First Peter 5:8 states, “Be sober-minded; be watchful. Your adversary the devil prowls around like a roaring lion, seeking someone to devour” (ESV). This verse appears in the final chapter of the book and is followed by Peter’s appeal to his readers to resist the devil and stand firm. As we focus on obeying God, we must also understand why the devil is our adversary and how to handle his attacks.
One reason that Satan, whose very name means “adversary” or “one who opposes,” is described as our adversary is that he is God’s enemy. While the Bible does not provide a comprehensive account of the events that transpired between God and the devil in eternity past, Isaiah 14:12–14 and Ezekiel 28:12–18 give some clues. These passages suggest that the angel we now call the devil rebelled against God, and other angels joined the rebellion, leading to their exile from God’s presence. Having no power against the All-Powerful, the devil turns his attention to humanity, God’s cherished creation.
This raises uncomfortable questions. We may wonder why God permitted the rebellion or why He created Satan in the first place. Since there are no explicit biblical answers to these questions, we find ourselves like toddlers attempting to understand quantum physics. What we do know is that God created everything with a purpose, including the angel that became the devil (Revelation 4:11).
It is important to remember that God originally made Satan as a holy angel before the latter rebelled. Furthermore, just because God possesses foreknowledge of an event does not mean that He causes that event to happen. At most, we can only inquire why He created anything at all. Similar to reading a suspense novel, understanding the ways of God may only come at the end when God restores all things (Revelation 21:1–6).
Until the grand denouement, we live with unanswered questions in the middle of the ultimate suspense story. There is more to be said about our adversary. The term devil originates from the Greek word diabolos, which means “slanderer” or “accuser.” This notion is conveyed in Revelation 12:10, which portrays the devil seeking to accuse us as guilty before the Ultimate Judge, like he did to Job (Job 1:6–12; 2:1–6) and Joshua the high priest (Zechariah 3:1).
The devil is also known as the “father of lies” (John 8:44) and is responsible for leading the world astray (Revelation 12:9).

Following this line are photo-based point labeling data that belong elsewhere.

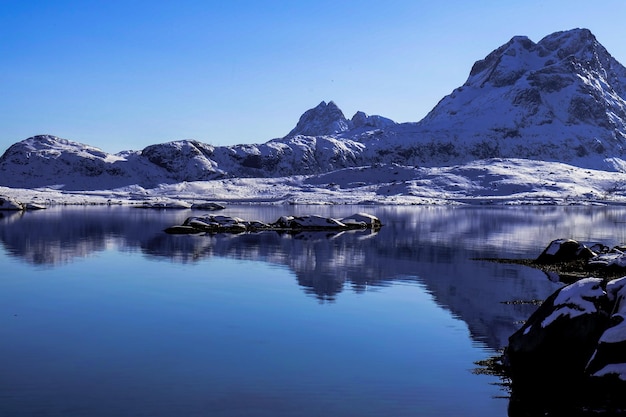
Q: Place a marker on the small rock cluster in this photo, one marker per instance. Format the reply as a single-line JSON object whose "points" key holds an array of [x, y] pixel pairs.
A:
{"points": [[9, 203], [227, 224]]}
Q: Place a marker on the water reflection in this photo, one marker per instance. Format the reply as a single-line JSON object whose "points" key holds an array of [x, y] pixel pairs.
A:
{"points": [[434, 246]]}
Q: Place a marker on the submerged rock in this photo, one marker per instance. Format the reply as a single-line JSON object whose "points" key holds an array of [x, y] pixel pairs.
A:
{"points": [[207, 206], [9, 203], [164, 204], [226, 224]]}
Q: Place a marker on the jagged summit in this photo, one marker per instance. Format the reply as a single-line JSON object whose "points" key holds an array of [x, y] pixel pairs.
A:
{"points": [[561, 99], [324, 119]]}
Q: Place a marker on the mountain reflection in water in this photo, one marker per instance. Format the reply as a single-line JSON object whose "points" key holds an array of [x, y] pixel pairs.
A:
{"points": [[433, 246]]}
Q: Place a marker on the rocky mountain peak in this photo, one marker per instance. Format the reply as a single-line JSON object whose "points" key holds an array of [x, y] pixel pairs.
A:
{"points": [[324, 119]]}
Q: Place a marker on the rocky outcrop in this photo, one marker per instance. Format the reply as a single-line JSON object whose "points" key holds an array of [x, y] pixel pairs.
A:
{"points": [[8, 203], [574, 343], [295, 224]]}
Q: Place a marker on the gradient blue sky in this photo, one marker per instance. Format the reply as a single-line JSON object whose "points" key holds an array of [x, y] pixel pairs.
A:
{"points": [[125, 74]]}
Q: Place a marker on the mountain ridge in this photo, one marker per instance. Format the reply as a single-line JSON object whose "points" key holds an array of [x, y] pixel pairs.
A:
{"points": [[562, 99]]}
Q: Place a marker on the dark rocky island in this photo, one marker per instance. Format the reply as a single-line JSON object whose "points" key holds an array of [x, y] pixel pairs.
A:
{"points": [[569, 358]]}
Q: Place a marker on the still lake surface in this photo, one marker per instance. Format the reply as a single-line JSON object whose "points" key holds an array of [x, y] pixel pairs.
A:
{"points": [[103, 314]]}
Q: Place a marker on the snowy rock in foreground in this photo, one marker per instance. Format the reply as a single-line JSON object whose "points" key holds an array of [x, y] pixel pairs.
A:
{"points": [[559, 338], [575, 342], [609, 359]]}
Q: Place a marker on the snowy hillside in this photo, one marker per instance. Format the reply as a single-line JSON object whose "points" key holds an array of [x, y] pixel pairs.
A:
{"points": [[560, 100]]}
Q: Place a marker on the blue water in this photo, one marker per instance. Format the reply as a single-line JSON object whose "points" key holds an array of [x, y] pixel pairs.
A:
{"points": [[103, 314]]}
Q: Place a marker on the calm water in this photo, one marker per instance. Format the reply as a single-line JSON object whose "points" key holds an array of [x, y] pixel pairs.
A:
{"points": [[103, 314]]}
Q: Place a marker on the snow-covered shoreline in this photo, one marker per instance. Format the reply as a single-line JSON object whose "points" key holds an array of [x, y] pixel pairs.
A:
{"points": [[484, 182]]}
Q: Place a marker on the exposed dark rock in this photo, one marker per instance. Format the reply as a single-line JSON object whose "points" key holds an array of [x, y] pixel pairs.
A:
{"points": [[227, 224]]}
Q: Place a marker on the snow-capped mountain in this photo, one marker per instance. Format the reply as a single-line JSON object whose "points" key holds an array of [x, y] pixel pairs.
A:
{"points": [[561, 99]]}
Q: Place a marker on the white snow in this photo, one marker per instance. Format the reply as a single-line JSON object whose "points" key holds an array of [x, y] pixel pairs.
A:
{"points": [[493, 182], [535, 123]]}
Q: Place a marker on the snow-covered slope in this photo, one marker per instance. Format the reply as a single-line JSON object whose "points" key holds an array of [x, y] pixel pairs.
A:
{"points": [[561, 99]]}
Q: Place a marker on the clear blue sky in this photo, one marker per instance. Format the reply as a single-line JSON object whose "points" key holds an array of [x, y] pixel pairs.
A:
{"points": [[125, 74]]}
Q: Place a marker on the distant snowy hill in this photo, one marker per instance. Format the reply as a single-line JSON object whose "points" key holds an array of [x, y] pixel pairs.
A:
{"points": [[561, 99]]}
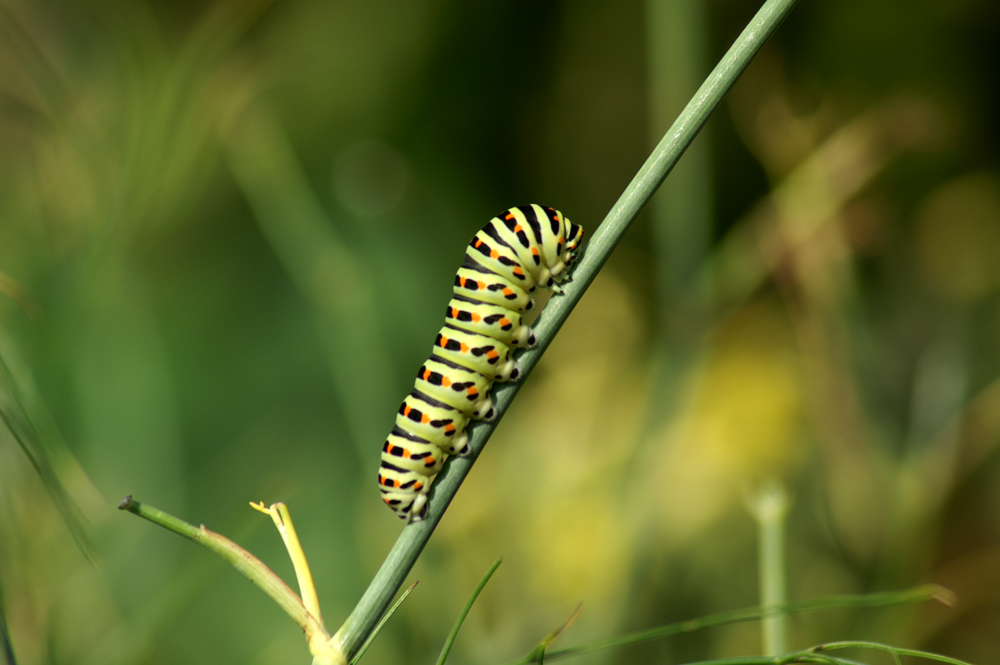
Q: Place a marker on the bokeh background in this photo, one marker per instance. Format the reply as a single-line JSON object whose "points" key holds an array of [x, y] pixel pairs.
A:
{"points": [[227, 235]]}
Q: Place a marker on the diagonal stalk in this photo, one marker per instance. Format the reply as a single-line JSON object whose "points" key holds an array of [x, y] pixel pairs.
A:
{"points": [[414, 537]]}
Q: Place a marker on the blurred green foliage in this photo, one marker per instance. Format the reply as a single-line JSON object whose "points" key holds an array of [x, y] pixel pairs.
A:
{"points": [[227, 235]]}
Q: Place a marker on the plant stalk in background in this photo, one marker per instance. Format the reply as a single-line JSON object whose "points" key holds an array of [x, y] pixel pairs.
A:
{"points": [[411, 542]]}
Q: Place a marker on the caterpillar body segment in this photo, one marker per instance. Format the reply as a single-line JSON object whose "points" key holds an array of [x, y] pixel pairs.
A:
{"points": [[494, 321], [456, 386], [478, 283], [476, 352], [427, 419], [519, 250]]}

He deceived Eve into rebelling against God (Genesis 3:1–7), and he continues to feed the world lies. The devil even attempted to deceive Jesus (Matthew 4:1–11).
The widespread persecution of Christians, both in the past and present, can also be attributed to our adversary, the devil. First Peter 5:9 mentions suffering, and the entire letter was written to encourage persecuted believers. The devil uses persecution as a means to discourage Christians. The assault is emphasized in Revelation 2:7, where the church of Smyrna is warned that “the devil is about to throw some of you into prison to test you.” Also, Revelation 12:17 predicts that the dragon will wage war against “those who keep God’s commands and hold fast their testimony about Jesus.”
The devil is our adversary because he opposes all that God is and does. Humans are created in God’s image (Genesis 1:27), humans represent the pinnacle of God’s creation, and humans are the object of God’s love (John 3:16). Further, Satan opposes even more vehemently all those who are bound to Christ. Our battle is not against politicians, new atheists, or anyone else who combats Christianity; it is fundamentally a spiritual conflict (Ephesians 6:11–12). Like vigilant soldiers, we must remain alert and armed with spiritual weapons.
Our armor against our adversary the devil comprises God’s truth, His gift of righteousness, salvation, the peace of the gospel, the unshakable Word of God, and our faith in Christ (Ephesians 6:14–17).